Friday, November 18, 2011

People want to be lead

People hate making decisions that aren't easy. Apparently I can't stand the awkwardness or tension that lingers for even a second or two when everyone looks around to see who's going to take charge and make the decision or take action.

I want to be that person that does. In the past few days I HAVE been that person (not full of myself I swear). I had to push myself in my mind to do it but I guess there are baby steps if I want it to be something innate, something that's instinctive.

Just some reminders so when I forget:
1. You took charge when someone suggested that we should get captain to check that we were doing the pictures right
2. You took charge...a lot in dealing with some project decisions. That guy might be smart but he really doesn't like making even the slightest difficult decision
3. Language project, you definitely volunteered to be the leader first when that chick asked who wants to be the leader and everyone looked around awkwardly.

Take charge.

Wednesday, September 14, 2011

4 Ways how NOT to write a textbook

Specifically for sciences, math and engineering:

1. Describe a theorem, have maybe one or two examples and the proof of the theorem.

Why: More examples. Now. At the least 5-7 examples. The more examples the students can look at with step by step explanations the better they'll understand the theorem/topic/whatever. Proofs are almost always space-wasters but can be helpful if it's explained in a less dense form. Please oh please explain them better.

2. Placing at the end of the chapter only problem sets that are many times harder than the ones in the examples.

Why: Ease the student into applying the theorem/topics they learned in the chapter. You don't just throw a kid into deep water after only showing them a video on how to swim. There needs to problems for all topics covered in the chapter spanning ALL difficulties. In fact this is the reason that motivated me to write this post in the first place. It wastes the student's time and it wastes your time when the students come into your office hours wondering whether or not there was a chunk of the chapter(s) that the publisher forgot to include because of the disparity between the depth of the problems and the depth of the material.

3. No solutions in the back

Why: You don't even need to provide an explanation if the answer to the problem doesn't ask for justification. Give. Us. Answers. We need to compare the work we've done to see if we've done it right.

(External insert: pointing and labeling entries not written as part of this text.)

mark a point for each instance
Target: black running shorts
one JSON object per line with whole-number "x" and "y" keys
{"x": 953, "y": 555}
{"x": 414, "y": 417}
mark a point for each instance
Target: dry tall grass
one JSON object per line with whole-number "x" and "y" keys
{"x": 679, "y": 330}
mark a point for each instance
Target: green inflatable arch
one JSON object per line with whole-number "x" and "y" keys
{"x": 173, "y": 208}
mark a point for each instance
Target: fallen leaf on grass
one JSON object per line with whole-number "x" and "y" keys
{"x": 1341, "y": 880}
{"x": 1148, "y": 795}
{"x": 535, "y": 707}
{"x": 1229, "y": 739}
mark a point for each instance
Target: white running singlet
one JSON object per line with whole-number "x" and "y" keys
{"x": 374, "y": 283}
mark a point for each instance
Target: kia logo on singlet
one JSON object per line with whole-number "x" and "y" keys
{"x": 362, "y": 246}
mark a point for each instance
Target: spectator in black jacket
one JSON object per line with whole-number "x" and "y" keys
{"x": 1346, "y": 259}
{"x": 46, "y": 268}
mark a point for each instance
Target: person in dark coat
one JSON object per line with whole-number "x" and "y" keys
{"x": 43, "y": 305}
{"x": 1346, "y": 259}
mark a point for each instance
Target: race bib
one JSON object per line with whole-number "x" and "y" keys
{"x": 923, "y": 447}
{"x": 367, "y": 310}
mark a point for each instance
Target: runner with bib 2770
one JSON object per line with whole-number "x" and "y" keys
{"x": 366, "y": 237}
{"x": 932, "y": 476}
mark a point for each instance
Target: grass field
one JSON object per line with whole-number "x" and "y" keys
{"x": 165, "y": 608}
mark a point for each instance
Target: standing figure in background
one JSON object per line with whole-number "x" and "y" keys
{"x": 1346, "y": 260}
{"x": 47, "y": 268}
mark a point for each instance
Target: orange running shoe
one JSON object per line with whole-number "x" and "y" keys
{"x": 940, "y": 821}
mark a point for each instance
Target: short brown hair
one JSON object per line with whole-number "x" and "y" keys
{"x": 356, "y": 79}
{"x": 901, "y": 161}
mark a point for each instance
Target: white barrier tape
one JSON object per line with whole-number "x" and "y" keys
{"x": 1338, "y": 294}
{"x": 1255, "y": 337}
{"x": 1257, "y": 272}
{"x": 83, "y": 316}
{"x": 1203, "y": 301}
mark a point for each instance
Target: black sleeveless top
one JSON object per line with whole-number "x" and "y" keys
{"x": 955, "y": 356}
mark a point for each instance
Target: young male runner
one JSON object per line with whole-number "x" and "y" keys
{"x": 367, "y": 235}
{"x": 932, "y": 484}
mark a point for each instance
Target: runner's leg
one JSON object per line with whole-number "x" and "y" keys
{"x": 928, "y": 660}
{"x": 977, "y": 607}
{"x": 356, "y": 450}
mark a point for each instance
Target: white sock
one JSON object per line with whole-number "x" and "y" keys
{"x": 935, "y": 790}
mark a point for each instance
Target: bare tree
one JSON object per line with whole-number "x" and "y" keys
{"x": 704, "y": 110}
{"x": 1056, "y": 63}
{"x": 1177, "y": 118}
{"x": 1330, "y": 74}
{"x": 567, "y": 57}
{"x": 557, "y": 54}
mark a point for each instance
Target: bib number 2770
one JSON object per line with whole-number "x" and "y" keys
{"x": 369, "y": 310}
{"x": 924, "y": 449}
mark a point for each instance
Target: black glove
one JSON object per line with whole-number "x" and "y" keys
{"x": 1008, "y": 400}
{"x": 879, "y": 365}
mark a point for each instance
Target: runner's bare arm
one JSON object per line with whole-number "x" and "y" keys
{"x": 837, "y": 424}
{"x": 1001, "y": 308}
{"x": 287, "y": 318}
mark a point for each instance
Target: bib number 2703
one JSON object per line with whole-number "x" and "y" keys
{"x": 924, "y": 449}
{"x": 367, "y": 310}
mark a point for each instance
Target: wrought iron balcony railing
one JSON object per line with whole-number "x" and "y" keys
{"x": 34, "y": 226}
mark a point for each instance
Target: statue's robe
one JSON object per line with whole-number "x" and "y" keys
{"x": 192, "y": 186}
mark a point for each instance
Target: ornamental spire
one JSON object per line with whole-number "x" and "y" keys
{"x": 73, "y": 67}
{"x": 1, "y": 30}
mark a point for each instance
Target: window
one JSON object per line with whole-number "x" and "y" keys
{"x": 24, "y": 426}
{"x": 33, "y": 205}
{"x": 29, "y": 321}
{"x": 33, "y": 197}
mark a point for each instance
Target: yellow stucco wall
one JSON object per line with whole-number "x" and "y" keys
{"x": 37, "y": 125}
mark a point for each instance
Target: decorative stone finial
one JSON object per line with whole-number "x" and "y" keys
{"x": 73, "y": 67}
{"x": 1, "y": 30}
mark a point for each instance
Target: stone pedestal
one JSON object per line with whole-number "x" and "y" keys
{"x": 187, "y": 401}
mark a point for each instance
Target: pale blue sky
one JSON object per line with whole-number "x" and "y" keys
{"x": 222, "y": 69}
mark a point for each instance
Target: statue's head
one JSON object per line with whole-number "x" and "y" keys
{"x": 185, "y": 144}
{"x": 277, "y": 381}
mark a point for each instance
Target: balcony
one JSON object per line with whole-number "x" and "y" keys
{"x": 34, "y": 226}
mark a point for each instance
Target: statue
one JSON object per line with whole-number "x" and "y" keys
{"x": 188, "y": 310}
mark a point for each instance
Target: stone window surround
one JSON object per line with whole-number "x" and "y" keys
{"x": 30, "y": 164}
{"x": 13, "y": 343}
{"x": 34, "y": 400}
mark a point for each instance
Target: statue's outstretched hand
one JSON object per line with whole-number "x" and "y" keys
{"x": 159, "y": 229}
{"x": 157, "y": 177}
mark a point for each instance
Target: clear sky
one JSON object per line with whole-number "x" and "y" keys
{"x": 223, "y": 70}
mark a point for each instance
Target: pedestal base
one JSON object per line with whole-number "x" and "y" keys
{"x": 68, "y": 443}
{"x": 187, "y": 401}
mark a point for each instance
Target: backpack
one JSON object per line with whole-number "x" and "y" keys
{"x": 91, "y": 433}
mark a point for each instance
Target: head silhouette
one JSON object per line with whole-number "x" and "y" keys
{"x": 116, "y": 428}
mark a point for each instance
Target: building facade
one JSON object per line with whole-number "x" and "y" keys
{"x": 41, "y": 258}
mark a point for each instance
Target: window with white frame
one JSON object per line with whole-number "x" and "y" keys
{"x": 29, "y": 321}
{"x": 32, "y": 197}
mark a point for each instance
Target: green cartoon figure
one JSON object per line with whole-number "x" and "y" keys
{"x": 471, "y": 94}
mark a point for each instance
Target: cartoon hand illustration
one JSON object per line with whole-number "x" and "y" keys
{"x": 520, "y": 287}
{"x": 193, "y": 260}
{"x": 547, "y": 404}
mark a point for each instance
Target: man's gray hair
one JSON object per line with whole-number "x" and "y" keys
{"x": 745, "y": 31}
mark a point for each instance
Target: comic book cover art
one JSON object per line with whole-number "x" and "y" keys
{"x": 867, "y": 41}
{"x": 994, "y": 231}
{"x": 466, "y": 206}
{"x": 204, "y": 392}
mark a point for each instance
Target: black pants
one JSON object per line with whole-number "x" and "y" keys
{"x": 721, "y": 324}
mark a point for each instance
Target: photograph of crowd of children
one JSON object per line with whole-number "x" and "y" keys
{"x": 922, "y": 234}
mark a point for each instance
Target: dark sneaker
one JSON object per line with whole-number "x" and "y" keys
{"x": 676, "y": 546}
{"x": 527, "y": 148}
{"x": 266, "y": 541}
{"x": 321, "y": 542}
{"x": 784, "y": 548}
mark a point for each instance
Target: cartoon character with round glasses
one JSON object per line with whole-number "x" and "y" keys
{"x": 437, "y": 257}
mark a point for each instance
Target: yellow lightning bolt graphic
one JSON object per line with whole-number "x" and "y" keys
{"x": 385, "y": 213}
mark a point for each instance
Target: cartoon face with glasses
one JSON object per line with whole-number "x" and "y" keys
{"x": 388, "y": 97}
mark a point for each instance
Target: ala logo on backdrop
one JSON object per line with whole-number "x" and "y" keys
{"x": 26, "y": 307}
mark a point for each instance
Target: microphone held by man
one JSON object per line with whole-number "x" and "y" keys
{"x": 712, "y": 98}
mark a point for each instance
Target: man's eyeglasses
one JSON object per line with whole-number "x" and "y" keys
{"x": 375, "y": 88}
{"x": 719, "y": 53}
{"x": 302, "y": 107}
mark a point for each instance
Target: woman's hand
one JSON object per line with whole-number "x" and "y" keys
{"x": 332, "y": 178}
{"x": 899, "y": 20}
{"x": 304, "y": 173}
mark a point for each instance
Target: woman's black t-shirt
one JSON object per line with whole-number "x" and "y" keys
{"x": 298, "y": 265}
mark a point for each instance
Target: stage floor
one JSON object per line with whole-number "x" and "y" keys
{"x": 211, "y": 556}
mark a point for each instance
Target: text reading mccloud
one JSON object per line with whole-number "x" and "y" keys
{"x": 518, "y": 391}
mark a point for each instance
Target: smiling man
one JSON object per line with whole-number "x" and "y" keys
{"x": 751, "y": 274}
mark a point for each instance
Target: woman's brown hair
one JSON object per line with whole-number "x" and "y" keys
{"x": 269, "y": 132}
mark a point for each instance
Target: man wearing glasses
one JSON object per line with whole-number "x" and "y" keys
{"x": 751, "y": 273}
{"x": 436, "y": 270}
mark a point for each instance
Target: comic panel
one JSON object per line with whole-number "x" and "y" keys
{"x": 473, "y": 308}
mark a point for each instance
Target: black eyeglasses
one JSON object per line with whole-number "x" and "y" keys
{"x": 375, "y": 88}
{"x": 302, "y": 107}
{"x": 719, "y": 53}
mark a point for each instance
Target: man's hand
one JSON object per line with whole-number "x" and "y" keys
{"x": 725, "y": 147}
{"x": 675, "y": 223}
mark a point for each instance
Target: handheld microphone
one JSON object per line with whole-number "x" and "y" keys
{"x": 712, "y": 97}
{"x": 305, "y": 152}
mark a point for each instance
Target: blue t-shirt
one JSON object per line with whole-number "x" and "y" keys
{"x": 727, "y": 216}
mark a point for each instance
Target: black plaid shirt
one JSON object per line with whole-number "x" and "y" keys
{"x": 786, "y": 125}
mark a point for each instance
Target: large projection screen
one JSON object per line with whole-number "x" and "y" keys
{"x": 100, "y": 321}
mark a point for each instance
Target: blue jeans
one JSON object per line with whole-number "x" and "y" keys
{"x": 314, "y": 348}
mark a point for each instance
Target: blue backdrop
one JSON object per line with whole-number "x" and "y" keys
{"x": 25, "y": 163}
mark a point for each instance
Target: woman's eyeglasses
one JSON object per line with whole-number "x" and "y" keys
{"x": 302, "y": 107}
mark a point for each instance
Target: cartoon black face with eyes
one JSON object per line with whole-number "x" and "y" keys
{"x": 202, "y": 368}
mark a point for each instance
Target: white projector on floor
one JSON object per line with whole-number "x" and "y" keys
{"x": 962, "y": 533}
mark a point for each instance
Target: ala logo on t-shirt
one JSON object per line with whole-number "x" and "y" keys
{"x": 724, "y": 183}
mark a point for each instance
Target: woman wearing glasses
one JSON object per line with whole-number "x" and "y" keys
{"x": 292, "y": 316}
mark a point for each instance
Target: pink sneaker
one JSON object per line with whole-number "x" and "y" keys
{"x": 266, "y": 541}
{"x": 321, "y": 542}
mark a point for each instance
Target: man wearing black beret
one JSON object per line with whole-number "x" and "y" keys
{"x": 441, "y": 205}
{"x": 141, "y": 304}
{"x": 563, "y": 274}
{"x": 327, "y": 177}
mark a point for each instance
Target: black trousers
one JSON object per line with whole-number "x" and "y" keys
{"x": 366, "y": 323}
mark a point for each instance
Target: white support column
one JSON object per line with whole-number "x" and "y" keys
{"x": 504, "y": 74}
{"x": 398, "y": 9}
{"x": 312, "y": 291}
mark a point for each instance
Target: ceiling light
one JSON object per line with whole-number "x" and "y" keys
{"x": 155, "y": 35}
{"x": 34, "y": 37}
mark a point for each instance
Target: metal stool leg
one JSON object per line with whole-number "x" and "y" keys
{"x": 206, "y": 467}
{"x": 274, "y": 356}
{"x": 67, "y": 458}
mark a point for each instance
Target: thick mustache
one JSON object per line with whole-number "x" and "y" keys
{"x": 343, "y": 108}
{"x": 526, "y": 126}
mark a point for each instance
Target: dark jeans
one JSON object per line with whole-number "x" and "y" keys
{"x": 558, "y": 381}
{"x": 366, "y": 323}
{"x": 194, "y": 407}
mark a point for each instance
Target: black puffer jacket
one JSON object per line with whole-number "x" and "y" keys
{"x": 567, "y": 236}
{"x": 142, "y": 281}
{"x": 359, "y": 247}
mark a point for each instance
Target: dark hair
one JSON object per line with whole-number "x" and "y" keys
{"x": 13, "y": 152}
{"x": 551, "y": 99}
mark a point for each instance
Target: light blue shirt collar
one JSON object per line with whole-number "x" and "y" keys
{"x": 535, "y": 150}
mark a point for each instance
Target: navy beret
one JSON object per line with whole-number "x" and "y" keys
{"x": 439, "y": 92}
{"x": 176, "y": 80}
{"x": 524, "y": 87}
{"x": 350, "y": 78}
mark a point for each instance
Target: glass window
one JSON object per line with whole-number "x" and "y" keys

Otherwise we'll do the problem, it'll be wrong and we won't have the slightest clue until after the solutions are posted if posted at all. It's not at all about "oh kids these days don't know how hard we used to have it, we used to have to figure things out and work together..blah blah". No. I just want to know if I need to spend more time figuring out this problem or not or if I applied something wrong to a problem. That's it.

4. Obscure illustrations and quotes

Why: Simply irrelevant. If I wanted to read the history behind the guy that made up Eulerian graphs/see what the guy looks like/read a quote he wrote I'd go on wikipedia and look him up. Saves you ink and saves your editor time. This crap doesn't give the student any advantage in learning the material or doing well on your exams. It's just one more picture we can draw a penis or hitler stache on. Seriously, we do that.

Sunday, May 1, 2011

Three Dimensional Arrays

How do you access a three dimensional array? It's on my exam tomorrow, I'll try to explain it and in the process maybe I'll understand it better myself.

Say you have initialized a three dimensional array:
int array[x][y][z]
and you want to access:
array[A][B][C]

the offset will therefore = zyA + zB + C. Add that to the array's base address and you will have the address of the element at array[A][B][C]

Similarly for two dimensions
int Array[x][y]

offset = yA + B

I'll try to add illustrations after my exams, but it makes sense when you draw out out the memory array itself.